L’Instant éternel/Je souffre

E. Sansot et Cie (p. 199-201).


JE SOUFFRE…


Je voudrais, une fois, prendre vos mains, un soir,
Mon geste serait calme et plein de désespoir,
Je vous dirais : « Je souffre… » et, cette simple phrase
Répandrait à vos pieds ma douleur comme un vase…

Il me semblerait vain de vous parler encor,
Ces seuls mots contiendraient, comme un suprême accord,
Tout ce que mon chagrin a de notes profondes…
« Je souffre… » et ce seraient d’émouvantes secondes…

Ah ! trop cruel aimé vous comprendriez, soudain,
Que mon cœur fut pour vous un sol de chaud jardin,
Que mon cœur fut pour vous la diverse fontaine
Que son bruit, à la fois, fait proche et si lointaine…

Vous comprendriez, soudain, que mon cœur a brûlé
Avec une ferveur de noir ciel étoilé,
Sur vous, autour de vous… qu’il fut, intense et sobre,
Votre thym de septembre et votre miel d’octobre.

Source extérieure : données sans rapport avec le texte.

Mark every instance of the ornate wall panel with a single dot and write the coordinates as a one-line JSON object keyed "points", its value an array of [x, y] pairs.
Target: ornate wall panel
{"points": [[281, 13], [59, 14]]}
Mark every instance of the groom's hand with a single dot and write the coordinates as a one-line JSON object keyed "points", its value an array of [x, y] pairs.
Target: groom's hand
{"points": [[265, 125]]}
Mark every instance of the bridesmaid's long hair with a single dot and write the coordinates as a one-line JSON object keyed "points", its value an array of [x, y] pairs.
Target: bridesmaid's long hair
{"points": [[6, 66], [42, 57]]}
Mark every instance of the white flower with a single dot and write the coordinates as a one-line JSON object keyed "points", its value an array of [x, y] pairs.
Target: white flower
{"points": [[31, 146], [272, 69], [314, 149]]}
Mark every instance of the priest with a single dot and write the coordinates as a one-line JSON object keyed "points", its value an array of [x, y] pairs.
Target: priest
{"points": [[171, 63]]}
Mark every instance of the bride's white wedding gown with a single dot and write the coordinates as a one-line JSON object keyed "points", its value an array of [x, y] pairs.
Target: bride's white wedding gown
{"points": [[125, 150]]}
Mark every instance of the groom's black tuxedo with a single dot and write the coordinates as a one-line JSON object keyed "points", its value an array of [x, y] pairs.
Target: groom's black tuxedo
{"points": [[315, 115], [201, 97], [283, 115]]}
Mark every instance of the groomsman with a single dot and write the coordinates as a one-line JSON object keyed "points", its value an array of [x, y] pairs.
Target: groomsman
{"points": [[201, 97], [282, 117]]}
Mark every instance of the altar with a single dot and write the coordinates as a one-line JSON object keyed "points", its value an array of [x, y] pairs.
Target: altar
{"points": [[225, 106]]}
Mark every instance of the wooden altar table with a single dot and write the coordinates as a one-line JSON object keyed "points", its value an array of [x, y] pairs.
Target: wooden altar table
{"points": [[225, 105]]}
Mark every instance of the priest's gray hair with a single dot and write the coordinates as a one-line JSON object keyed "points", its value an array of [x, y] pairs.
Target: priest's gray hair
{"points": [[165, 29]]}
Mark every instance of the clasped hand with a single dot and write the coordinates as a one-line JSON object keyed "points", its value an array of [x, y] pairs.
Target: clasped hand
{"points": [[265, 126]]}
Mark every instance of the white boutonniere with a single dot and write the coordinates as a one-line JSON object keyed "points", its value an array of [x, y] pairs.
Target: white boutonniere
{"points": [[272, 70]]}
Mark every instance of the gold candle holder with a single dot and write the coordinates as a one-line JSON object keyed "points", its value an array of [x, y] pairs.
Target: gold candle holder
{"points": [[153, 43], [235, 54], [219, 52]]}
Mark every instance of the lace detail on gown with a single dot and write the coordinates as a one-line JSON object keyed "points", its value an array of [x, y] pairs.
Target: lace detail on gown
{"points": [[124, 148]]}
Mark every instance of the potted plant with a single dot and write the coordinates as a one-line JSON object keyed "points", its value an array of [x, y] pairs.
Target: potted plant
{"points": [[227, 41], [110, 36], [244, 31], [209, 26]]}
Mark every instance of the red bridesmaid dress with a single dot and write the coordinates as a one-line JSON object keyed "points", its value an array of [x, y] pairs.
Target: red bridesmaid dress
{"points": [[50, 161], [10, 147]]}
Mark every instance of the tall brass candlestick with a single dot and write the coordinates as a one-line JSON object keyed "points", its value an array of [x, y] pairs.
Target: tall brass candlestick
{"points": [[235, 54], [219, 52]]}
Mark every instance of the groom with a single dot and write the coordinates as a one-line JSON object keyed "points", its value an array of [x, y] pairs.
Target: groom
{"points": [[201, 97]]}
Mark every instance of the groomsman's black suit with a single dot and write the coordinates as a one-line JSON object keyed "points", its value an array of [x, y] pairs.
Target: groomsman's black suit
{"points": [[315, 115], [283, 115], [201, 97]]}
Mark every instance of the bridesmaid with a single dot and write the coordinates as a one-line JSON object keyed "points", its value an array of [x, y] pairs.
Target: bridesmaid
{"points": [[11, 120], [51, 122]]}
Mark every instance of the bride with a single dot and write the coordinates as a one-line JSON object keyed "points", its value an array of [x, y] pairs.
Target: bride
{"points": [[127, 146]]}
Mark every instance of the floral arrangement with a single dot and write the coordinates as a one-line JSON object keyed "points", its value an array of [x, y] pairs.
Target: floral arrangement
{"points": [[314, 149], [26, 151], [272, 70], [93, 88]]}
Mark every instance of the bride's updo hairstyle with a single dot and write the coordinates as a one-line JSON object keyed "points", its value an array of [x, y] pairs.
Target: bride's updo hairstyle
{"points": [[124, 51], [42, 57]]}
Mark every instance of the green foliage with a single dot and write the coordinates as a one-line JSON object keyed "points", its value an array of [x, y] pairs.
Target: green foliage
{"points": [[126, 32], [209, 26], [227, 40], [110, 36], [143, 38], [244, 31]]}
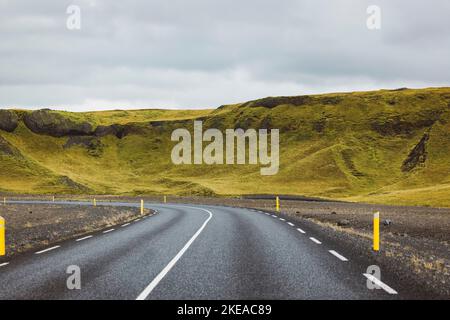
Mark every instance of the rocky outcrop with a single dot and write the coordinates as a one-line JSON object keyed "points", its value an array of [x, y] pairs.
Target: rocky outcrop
{"points": [[8, 120], [115, 129], [272, 102], [417, 156], [8, 149], [54, 124], [93, 144], [397, 126]]}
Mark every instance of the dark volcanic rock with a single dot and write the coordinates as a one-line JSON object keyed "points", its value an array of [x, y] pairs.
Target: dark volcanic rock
{"points": [[417, 156], [272, 102], [115, 129], [7, 149], [92, 144], [51, 123], [8, 120]]}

Vous comprendriez, soudain, que mon cœur fut pour vous
L’arbre haut, le flot long, le vent vif, le fruit doux,
Qu’il fut la pluie avec ses belles larmes vertes
Et la forêt avec ses cent portes ouvertes.

Qu’il surpassa, ce cœur, dans l’instant sans pareil,
L’éclat de Salomon et l’éclat du soleil,
Et qu’il fut tout semblable, en sa mortelle gloire,
Au héros qu’ont touché le sang et la victoire.

Ah ! vous sauriez, soudain, quels fardeaux j’ai liés,
Quels bois j’ai parcourus et quels dieux j’ai priés,
Dans quelle éternité j’ai mis l’heure incertaine,
Et de quel son nouveau j’ai prolongé la peine…

Vous sauriez, tout à coup, quels rêves j’ai menés,
Quels grands rêves captifs, gémissants, enchaînés,
Partout où vous passiez indifférent et sombre,
Partout où le soleil était beau de votre ombre.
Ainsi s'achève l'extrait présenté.